Furthermore, there is evidence that antidepressants can be helpful for people with co-morbid depression and substance use disorders, even if the effects are larger when patients are abstinent before being treated [50, 51] and the quality of the evidence is mixed [52]. In this context, benefits and risks should be carefully weighted: There is a risk that antidepressants may become part of a lethal cocktail of substances leading to a fatal overdose [53]. However, this relationship is complicated, as depression and anxiety disorders may themselves be associated with overdose risk, and this risk may be attenuated by treatment with antidepressants that is continuous over a longer period of time [54].

Finally, other studies show that mental health problems can be validly assessed among people undergoing treatment for DUD with use of self-report instruments [55,56,57]. As such, identification of co-existing psychopathology should be highlighted even more as a potential first step towards suicide prevention.

Strengths and limitations

Some limitations must be noted for this study. First, as with any register-based study, we were not able to provide direct quality control over the process of data collection. Secondly, and perhaps more importantly, suicides by poisonings may be difficult to discriminate from overdoses [58]. This could especially lead to an under-estimation of the association between opioid use and suicide, as opioids are the drugs that are primarily involved in accidental poisonings [58].
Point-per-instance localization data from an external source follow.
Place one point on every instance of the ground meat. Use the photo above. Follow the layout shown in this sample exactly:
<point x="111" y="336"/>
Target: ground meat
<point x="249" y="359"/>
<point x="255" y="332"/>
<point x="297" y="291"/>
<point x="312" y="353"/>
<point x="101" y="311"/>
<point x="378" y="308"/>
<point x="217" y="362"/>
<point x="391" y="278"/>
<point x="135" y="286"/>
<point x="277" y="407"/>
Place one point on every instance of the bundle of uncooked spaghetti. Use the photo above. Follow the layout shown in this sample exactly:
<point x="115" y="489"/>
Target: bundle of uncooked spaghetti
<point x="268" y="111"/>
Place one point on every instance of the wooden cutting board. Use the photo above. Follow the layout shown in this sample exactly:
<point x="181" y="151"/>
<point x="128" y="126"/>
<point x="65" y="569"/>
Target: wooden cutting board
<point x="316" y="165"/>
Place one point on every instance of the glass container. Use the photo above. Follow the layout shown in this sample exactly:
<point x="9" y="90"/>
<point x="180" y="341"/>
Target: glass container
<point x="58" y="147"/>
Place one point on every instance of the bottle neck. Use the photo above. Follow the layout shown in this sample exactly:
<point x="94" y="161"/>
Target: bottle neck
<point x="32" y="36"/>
In the present study, the case definition of suicide only included ICD-10 causes of death codes for intentional self-inflicted poisoning or injury (X60-X84), and sequelae of self-harm (Y87.0). A systematic review from 2012 concluded that suicide deaths are generally under-reported [59]. In this review, the level of under-reporting varied between different primary studies, but high quality studies tended to report less under-reporting than studies of poorer quality. As such, it is likely that our case definition leads to lower bound estimates of suicide deaths and may dilute estimated associations. A potential solution to under-reporting is redistribution of ICD-10 death codes which may contain suicide deaths (such as undetermined intent injury codes (Y10-Y34), and exposure to undetermined factors (X59) [2]). However, a recent Norwegian national registry study covering death certificates for the years 2005–2014 reported that redistribution of X59 codes which constituted 26% of all injury deaths, only changed the suicide estimates by 2 percentage points (60). In the same study, 12% of all injury deaths were assigned undetermined intent injury codes (Y10-Y34). The Norwegian and Danish registries of Causes of Death share many similarities, use the same coding system (ICD-10), and are both of high quality. It is therefore unlikely that redistribution of death codes would change our overall findings to a great extent, perhaps with exception of actual intentional over-doses being assigned as undetermined intent (Y10-Y15). Finally, while it was a strength to include a matched control group in this study, because it allowed us to compare the prevalence of suicide between individuals who attended DUD treatment and individuals who did not, we cannot exclude the possibility of selection bias due to the chosen matching strategy.

Conclusions

Risk of suicide is increased among people with drug use disorders compared with the general population, although the number of suicides among people with drug use disorder is relatively small compared with drug-related deaths. The main risk factors for suicide in patients with drug use disorders are a history of mental health problems, and opioid and alcohol use.